Bash script with while loop until dynamic conditions are met

Question

#!/bin/bash
/home/user/script.sh > output.txt
VAR0=$(cat output.txt | grep -A 3 "word")
A0=$(echo $VAR0 | awk 'BEGIN { FS = "[:X]" } {printf $3}')
while [ $A0 \< 2.37 ] 
do echo $A0
sleep 10
done
/home/user/script2.sh

what i want to do is to run the script2.sh when the output of script.sh in output.txt is > 2.37

the issue is, the output of script.sh is dynamic so every time while loops it has to take a fresh output from output.txt until the condition is met and script2.sh can be run.

how can i refresh the value of $A0 every time while loops?

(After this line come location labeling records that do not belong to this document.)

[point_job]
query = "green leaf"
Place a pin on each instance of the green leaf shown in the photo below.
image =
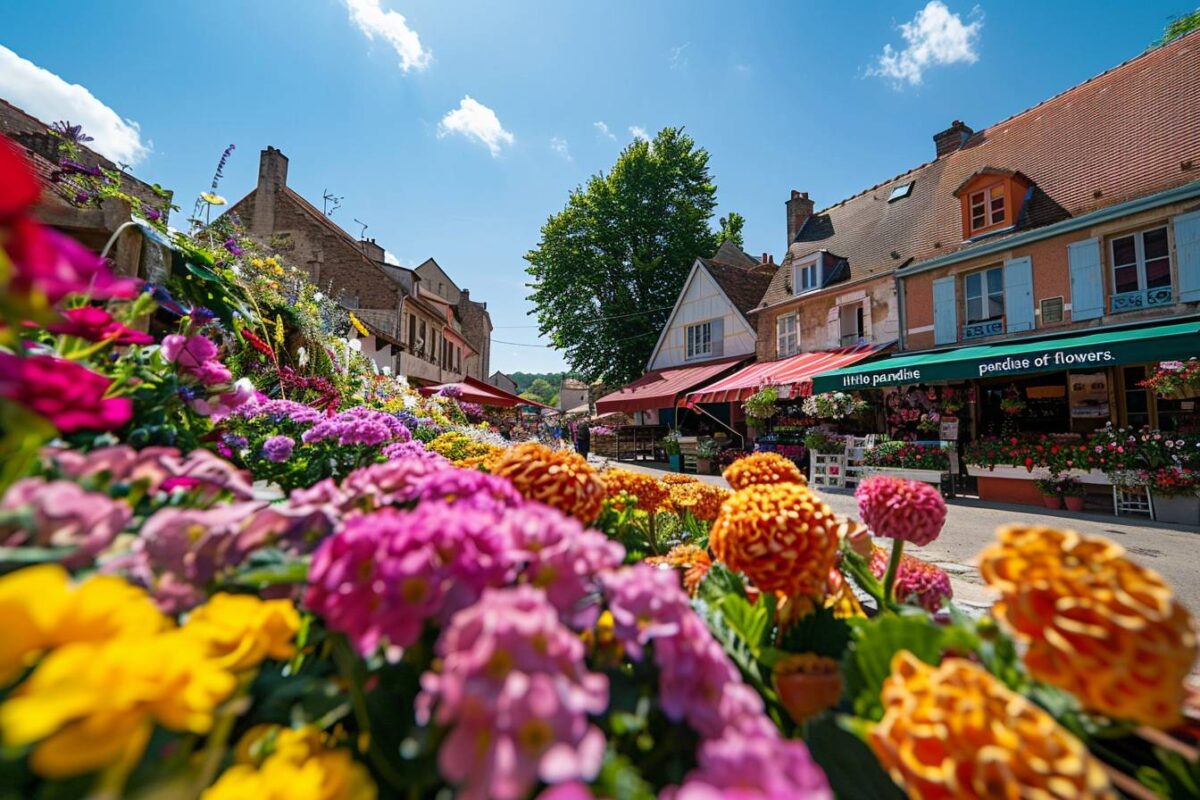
(847, 762)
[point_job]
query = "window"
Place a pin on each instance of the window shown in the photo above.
(787, 341)
(985, 294)
(987, 208)
(901, 191)
(1141, 262)
(808, 276)
(700, 340)
(851, 324)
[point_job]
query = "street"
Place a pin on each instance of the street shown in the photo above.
(971, 525)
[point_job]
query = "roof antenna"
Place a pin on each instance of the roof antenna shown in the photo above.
(330, 203)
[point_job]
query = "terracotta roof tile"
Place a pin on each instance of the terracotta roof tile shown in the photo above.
(1119, 136)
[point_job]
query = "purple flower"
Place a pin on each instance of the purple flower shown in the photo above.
(279, 449)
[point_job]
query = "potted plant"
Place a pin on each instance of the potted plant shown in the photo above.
(1049, 491)
(1073, 493)
(706, 450)
(1175, 493)
(671, 446)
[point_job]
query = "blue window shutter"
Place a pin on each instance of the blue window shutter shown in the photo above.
(1187, 251)
(718, 337)
(1086, 280)
(946, 318)
(1019, 295)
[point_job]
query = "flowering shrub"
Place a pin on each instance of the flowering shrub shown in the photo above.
(904, 455)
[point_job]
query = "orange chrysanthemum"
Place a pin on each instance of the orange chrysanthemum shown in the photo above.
(678, 477)
(701, 500)
(1097, 625)
(763, 468)
(649, 492)
(779, 535)
(557, 477)
(957, 732)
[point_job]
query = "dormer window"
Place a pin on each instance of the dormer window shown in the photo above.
(988, 208)
(991, 200)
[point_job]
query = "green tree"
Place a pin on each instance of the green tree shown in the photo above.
(731, 229)
(611, 264)
(1179, 26)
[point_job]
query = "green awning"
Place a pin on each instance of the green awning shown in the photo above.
(1078, 353)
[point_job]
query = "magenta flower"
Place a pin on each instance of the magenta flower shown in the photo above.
(60, 513)
(754, 768)
(95, 324)
(279, 449)
(69, 395)
(516, 696)
(898, 509)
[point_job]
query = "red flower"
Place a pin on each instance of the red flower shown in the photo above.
(97, 325)
(66, 394)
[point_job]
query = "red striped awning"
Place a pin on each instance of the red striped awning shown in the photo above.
(663, 388)
(793, 374)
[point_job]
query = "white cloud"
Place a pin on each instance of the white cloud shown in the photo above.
(934, 37)
(51, 98)
(477, 121)
(678, 60)
(391, 26)
(558, 145)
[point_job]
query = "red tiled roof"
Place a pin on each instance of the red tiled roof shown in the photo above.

what i get now si the first value of $A0 perpetual witch is smaller than 2.37

it takes some time until the output of script.sh in $A0 becomes > 2.37

i have already considered doing

/home/user/script.sh
sleep 180
/home/user/script2.sh

but 3 min is too much and the change in output.txt can happen anywhere between 2 and 3 min

Basically what i want is to run scrip2.sh when the conditions in script.sh are met...

Any ideas?

Thank you!

Answer 1

Just put the computation of A0 inside the loop, and exit the loop when A0 >= 2.37:

#!/bin/bash

while true ; do
    /home/user/script.sh > output.txt
    VAR0=$(cat output.txt | grep -A 3 "word")
    A0=$(echo $VAR0 | awk 'BEGIN { FS = "[:X]" } {printf $3}')
    echo $A0
    if (( $(echo "$A0 >= 2.37" | bc -l) )) ; then
        break
    fi
    sleep 10
done

/home/user/script2.sh

Note that bash can't compare floating point numbers by itself. You need a hack like

if (( $(echo "$A0 >= 2.37" | bc -l) )) ; then

See How to compare two floating point numbers in Bash?